Union[Tensor, LMOutputWithLoss]

Returns:

The logits if labels is None or the losses if labels is not None.

apply_fp8(float8_config)[source]¶: Use an FP8 recipe on most linear layers.

apply_pp(pp_mesh)[source]¶: Prepare the model for pipeline parallelism after it’s been split into stages.

apply_tp(tp_mesh, float8_enabled=None)[source]¶

Apply tensor parallelism to the model.

Parameters:

loss_parallel – Set to True if parallelizing the loss function as well.
float8_enabled (Optional[bool], default: None) – Set this to True if training with float8 linear layers.

apply_cp(cp_mesh, ring=None, uly=None)[source]¶

Prepare the model for context-parallelism (CP).

Parameters:

cp_mesh (DeviceMesh) – The CP device mesh.
ring (Optional[RingContextParallelStyle], default: None) – The ring context parallel style.
uly (Optional[UlyssesContextParallelStyle], default: None) – The ulysses context parallel style.

apply_activation_checkpointing(mode, block_interval=None, modules=None, activation_memory_budget=None)[source]¶

Apply activation checkpointing to the model.

Parameters:

mode (TransformerActivationCheckpointingMode) – Determines how to apply activation checkpointing.
block_interval (Optional[int], default: None) – Required when mode is “selected_blocks”. Determines which blocks are wrapped.
modules (Optional[List[str]], default: None) – Required when mode is “selected_modules”. A list of modules names to wrap for activation checkpointing. Globs are supported.
activation_memory_budget (Optional[float], default: None) – The memory budget for activation checkpointing in the range [0, 1]. 0 corresponds to the memory usage when recomputing all activations, and 1 corresponds to the memory usage when recomputing no activations (which is the default).
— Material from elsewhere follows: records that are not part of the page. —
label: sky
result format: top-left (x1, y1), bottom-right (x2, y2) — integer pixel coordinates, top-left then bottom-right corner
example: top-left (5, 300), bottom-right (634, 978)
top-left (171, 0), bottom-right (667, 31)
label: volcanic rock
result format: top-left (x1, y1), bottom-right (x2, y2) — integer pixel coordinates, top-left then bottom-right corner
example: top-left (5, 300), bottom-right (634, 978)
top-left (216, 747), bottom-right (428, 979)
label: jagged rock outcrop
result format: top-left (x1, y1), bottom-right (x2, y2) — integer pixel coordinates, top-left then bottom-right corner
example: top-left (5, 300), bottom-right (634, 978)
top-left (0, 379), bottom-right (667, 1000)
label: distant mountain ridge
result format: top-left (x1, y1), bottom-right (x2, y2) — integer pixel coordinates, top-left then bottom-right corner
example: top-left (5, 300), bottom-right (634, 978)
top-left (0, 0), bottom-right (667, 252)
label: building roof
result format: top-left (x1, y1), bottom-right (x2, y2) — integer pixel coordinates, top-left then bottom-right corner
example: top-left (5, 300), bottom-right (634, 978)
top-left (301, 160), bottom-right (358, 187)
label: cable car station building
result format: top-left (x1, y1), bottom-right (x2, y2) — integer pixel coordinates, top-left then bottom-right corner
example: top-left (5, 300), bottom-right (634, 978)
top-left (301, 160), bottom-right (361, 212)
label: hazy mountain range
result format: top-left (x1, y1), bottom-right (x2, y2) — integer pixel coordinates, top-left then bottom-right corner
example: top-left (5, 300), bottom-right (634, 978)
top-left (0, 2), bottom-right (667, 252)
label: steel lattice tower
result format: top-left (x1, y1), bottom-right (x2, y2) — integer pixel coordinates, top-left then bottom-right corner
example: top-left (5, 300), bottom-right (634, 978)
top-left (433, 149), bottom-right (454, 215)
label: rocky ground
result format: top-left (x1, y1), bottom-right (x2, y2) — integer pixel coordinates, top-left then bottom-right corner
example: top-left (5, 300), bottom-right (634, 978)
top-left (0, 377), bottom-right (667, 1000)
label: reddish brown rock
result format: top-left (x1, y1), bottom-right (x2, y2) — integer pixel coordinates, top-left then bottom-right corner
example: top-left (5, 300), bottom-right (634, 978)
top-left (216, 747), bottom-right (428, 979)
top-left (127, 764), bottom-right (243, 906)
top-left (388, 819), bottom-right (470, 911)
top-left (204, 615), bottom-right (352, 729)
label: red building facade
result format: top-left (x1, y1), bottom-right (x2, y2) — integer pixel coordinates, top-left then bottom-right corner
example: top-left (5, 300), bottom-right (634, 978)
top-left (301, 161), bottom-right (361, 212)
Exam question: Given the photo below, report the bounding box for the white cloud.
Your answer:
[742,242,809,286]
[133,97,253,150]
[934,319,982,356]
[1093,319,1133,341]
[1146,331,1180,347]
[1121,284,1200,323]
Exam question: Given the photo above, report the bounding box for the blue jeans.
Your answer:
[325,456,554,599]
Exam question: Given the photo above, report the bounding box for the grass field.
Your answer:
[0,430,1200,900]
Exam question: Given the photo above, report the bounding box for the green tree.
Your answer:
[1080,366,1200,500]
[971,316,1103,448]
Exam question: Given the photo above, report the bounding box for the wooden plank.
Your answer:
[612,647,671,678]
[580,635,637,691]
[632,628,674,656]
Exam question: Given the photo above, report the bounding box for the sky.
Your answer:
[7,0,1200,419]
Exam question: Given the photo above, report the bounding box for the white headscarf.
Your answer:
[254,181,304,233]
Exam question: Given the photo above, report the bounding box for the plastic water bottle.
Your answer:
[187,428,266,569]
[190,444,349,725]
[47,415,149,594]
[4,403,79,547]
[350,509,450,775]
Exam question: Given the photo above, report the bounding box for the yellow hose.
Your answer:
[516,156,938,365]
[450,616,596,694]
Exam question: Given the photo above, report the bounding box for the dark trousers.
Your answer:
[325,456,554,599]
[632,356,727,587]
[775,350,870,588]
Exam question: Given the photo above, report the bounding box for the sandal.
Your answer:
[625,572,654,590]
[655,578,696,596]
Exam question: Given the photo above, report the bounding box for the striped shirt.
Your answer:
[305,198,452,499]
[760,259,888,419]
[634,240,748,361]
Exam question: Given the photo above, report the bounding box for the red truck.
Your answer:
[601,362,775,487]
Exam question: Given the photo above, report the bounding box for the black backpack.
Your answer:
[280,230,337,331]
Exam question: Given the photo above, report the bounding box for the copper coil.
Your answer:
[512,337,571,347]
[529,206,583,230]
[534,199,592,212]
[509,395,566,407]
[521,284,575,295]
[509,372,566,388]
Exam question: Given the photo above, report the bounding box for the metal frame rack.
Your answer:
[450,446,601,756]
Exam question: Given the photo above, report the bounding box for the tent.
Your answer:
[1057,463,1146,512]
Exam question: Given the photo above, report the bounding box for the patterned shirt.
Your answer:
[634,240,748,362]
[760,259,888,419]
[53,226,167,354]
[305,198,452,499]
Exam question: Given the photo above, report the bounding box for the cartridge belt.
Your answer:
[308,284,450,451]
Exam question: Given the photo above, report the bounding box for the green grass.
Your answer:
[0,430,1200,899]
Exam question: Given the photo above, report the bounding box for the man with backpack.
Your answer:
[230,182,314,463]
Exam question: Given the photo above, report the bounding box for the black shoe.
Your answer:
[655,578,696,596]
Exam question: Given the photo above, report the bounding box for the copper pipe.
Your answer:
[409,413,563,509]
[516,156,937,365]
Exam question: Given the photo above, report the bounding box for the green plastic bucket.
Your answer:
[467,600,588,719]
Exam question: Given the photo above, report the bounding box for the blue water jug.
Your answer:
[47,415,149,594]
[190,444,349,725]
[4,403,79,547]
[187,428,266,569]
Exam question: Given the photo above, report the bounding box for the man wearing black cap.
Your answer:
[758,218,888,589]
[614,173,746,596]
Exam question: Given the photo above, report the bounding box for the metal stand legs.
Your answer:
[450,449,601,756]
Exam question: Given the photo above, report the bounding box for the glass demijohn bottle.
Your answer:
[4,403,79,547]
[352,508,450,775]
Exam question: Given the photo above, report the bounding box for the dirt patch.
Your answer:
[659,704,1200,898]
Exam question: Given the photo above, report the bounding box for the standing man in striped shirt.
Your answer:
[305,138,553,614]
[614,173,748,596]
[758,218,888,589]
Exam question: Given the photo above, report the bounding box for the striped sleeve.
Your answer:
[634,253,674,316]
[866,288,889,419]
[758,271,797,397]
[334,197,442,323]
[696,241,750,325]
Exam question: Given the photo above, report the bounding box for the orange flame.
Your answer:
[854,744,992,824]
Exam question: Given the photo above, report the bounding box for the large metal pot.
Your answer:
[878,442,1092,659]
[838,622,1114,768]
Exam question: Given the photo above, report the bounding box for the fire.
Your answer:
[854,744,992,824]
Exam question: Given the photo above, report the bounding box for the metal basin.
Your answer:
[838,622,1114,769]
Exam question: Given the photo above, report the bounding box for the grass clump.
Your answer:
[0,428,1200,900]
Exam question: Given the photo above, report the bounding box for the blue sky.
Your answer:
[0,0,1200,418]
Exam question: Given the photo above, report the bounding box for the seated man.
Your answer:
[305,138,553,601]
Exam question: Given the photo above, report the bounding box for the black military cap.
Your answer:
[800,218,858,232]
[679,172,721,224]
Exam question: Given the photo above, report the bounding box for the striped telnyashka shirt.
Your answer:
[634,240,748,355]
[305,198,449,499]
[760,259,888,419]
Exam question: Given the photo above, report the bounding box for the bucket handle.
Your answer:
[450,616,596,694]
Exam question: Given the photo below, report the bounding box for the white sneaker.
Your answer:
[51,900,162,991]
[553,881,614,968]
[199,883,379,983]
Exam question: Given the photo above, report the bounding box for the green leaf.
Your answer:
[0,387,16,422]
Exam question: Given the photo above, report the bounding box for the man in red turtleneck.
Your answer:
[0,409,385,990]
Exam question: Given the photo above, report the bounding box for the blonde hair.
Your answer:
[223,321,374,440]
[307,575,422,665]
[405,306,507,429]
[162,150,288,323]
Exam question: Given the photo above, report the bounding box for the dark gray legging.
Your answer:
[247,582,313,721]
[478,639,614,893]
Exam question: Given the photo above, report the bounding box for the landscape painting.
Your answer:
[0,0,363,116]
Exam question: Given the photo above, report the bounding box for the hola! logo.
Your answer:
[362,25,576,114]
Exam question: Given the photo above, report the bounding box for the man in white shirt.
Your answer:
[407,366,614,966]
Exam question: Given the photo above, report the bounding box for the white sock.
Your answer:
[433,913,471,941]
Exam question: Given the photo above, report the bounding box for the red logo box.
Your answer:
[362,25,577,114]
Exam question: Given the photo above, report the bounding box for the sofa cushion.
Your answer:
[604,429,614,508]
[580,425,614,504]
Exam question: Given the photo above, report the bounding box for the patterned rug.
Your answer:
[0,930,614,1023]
Requires compilation to be enabled.

apply_compile()[source]¶: Apply torch.compile() to each transformer block, which makes compilation efficient due to repeated structure.

Warning

This must be called after apply_activation_checkpointing() but before apply_fsdp() or apply_ddp().

apply_fsdp(dp_mesh=None, param_dtype=None, reduce_dtype=torch.float32, pp_enabled=False, prefetch_factor=0, wrapping_strategy='full')[source]¶

Apply FSDP(2) to the model.

Warning

This should generally be called last if using any other parallelism strategies or optimizations like apply_compile().

Parameters:

dp_mesh (Optional[DeviceMesh], default: None) – The model data parallel device mesh.
param_dtype (Optional[dtype], default: None) – The data type to materialize params in. Defaults to the current param dtype.
reduce_dtype (dtype, default: torch.float32) – The data type for gradient reduction.

Pp_enabled:

If pipeline parallelism is also enabled.

Prefetch_factor:

For tuning the prefetch settings. 0 is the default, and higher values result in more aggressive prefetching.

Wrapping_strategy:

The wrapping strategy.

apply_ddp(dp_mesh=None, param_dtype=None, compile_enabled=False, autograd_compile_enabled=False)[source]¶: Apply DDP to the model.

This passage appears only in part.